Die Items werden allerdings typischerweise auf einem relativ hohen Abstraktionsniveau definiert. Rechnerdaten kommen aus der Inventarisierung, Software wird als Paket beschrieben und in einer Definitive Software Library (DSL) abgelegt. Gebäude, Mitarbeiter, Prozesse und so weiter werden ebenfalls definiert.
Unter dem Blickwinkel von ITIL als einem übergeordneten Ansatz macht das auch Sinn. Wenn man aber in die Details geht, wird deutlich, dass man doch schnell an die Grenzen stösst. Denn Konfigurationsmanagement hat auch viel mit der Detailkonfiguration von Systemen zu tun, bei denen es unzählige Parameter gibt, die gesetzt werden müssen. Das ist in dem Modell zwar grundsätzlich abbildbar. Schon bei den Tools stösst man aber zumindest heute an die Grenzen.
Dass ein Konfigurationsmanagement auf Systemebene erforderlich ist, wird spätestens deutlich, wenn man sich mit den konkreten Aktivitäten von Systemadministratoren beschäftigt. Die Erstellung und Anpassung von Konfigurationsdateien für
Systemfunktionen und Anwendungen im Linux- oder Unix-Umfeld ist eine der Standardaufgaben, ebenso wie die Anpassung von Gruppenrichtlinien oder gar die direkte Modifikation von Systemeinstellungen im Windows-Umfeld.
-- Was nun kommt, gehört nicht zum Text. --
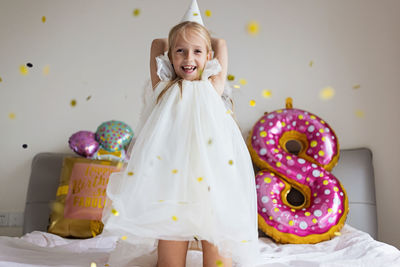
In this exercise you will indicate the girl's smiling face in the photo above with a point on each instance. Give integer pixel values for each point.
(189, 56)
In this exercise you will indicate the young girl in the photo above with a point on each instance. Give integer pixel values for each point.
(190, 176)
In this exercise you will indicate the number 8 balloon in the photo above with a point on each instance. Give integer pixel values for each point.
(295, 151)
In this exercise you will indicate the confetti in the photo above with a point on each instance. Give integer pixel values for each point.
(231, 77)
(327, 93)
(359, 113)
(46, 70)
(266, 93)
(115, 212)
(243, 81)
(253, 28)
(136, 12)
(23, 70)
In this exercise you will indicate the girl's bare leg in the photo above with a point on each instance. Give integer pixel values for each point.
(212, 258)
(172, 253)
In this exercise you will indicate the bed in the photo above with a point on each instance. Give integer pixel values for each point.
(356, 246)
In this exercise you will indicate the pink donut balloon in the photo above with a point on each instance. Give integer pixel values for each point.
(295, 151)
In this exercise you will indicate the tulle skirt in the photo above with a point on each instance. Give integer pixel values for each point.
(189, 178)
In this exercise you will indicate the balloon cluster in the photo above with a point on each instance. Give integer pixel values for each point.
(109, 142)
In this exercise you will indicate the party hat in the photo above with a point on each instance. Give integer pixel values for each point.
(193, 13)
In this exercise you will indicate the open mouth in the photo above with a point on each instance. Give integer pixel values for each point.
(189, 68)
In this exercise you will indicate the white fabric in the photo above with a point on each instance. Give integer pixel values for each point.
(192, 177)
(353, 248)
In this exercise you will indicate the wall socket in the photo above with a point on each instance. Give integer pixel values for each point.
(11, 219)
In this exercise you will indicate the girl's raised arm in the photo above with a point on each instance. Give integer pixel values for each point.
(221, 53)
(158, 47)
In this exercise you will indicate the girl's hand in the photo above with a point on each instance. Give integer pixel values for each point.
(221, 53)
(158, 47)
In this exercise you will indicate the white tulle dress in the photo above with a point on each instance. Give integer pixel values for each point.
(189, 177)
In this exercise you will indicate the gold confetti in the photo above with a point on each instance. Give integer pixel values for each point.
(23, 70)
(266, 93)
(11, 115)
(136, 12)
(360, 113)
(231, 77)
(115, 212)
(327, 93)
(253, 28)
(46, 70)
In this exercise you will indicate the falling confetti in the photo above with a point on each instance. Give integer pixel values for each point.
(46, 70)
(231, 77)
(359, 113)
(253, 28)
(266, 93)
(115, 212)
(23, 70)
(327, 93)
(136, 12)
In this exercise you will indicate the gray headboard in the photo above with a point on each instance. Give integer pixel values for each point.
(354, 170)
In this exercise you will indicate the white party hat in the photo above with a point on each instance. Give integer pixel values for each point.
(193, 13)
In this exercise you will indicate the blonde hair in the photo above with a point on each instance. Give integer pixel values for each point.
(181, 29)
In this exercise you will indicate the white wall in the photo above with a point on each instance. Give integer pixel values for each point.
(99, 49)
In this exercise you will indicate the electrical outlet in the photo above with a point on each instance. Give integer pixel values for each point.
(4, 219)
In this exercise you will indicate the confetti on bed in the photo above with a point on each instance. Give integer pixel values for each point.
(266, 93)
(327, 93)
(253, 28)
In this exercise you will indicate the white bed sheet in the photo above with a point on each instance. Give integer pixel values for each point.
(352, 248)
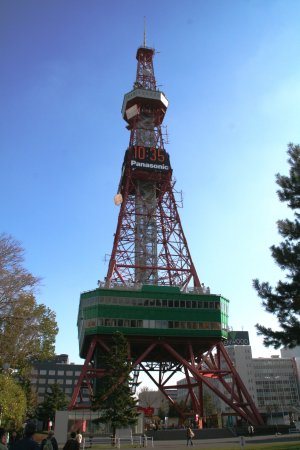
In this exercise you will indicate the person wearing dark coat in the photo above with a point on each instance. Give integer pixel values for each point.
(72, 443)
(27, 443)
(52, 439)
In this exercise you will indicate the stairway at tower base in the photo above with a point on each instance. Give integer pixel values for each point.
(147, 311)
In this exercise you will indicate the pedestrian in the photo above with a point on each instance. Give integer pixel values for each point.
(27, 443)
(12, 439)
(3, 439)
(71, 443)
(79, 437)
(251, 430)
(189, 436)
(50, 443)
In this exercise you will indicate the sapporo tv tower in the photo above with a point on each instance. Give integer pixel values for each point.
(152, 293)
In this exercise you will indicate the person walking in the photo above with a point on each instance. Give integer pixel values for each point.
(72, 443)
(50, 443)
(189, 436)
(79, 437)
(3, 439)
(27, 443)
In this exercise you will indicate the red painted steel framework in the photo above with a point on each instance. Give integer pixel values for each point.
(150, 248)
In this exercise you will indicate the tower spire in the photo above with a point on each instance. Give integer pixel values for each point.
(149, 246)
(144, 31)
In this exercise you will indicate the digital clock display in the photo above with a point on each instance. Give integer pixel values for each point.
(149, 158)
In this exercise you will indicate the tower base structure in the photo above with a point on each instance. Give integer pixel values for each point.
(169, 332)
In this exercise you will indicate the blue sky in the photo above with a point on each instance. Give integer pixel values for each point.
(231, 72)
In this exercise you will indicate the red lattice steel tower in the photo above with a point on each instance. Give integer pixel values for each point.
(152, 293)
(149, 246)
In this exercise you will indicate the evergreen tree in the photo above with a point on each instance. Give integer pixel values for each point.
(113, 398)
(284, 299)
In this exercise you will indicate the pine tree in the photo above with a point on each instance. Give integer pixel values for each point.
(113, 398)
(284, 299)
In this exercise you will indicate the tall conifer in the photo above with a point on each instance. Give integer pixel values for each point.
(283, 300)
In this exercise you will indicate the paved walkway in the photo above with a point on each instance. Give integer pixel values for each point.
(233, 442)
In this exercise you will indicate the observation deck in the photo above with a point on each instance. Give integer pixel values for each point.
(149, 311)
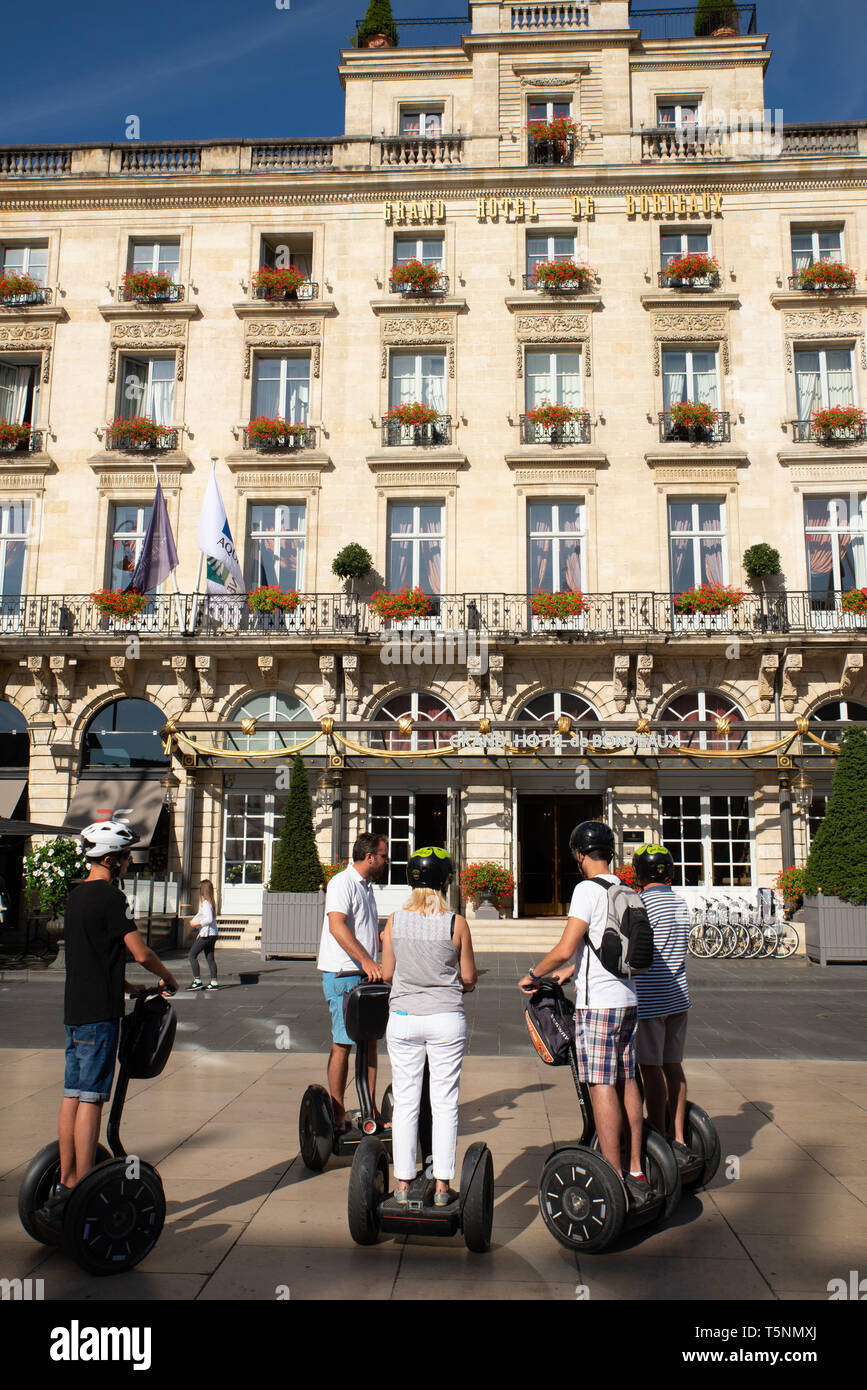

Hier stellen sich nun drei Herausforderungen. Die erste ist, dass man solche Konfigurationsanpassungen überhaupt in einer definierten, nachvollziehbaren Weise durchführt. Die zweite ist die Einbindung in übergeordnete Konzepte des Change and Configuration Management. Und die dritte ist ein systemübergreifender Ansatz, mit dem man im Idealfall gleichartige Änderungen auf unterschiedlichen Betriebssystemen in einheitlicher Weise durchführen kann.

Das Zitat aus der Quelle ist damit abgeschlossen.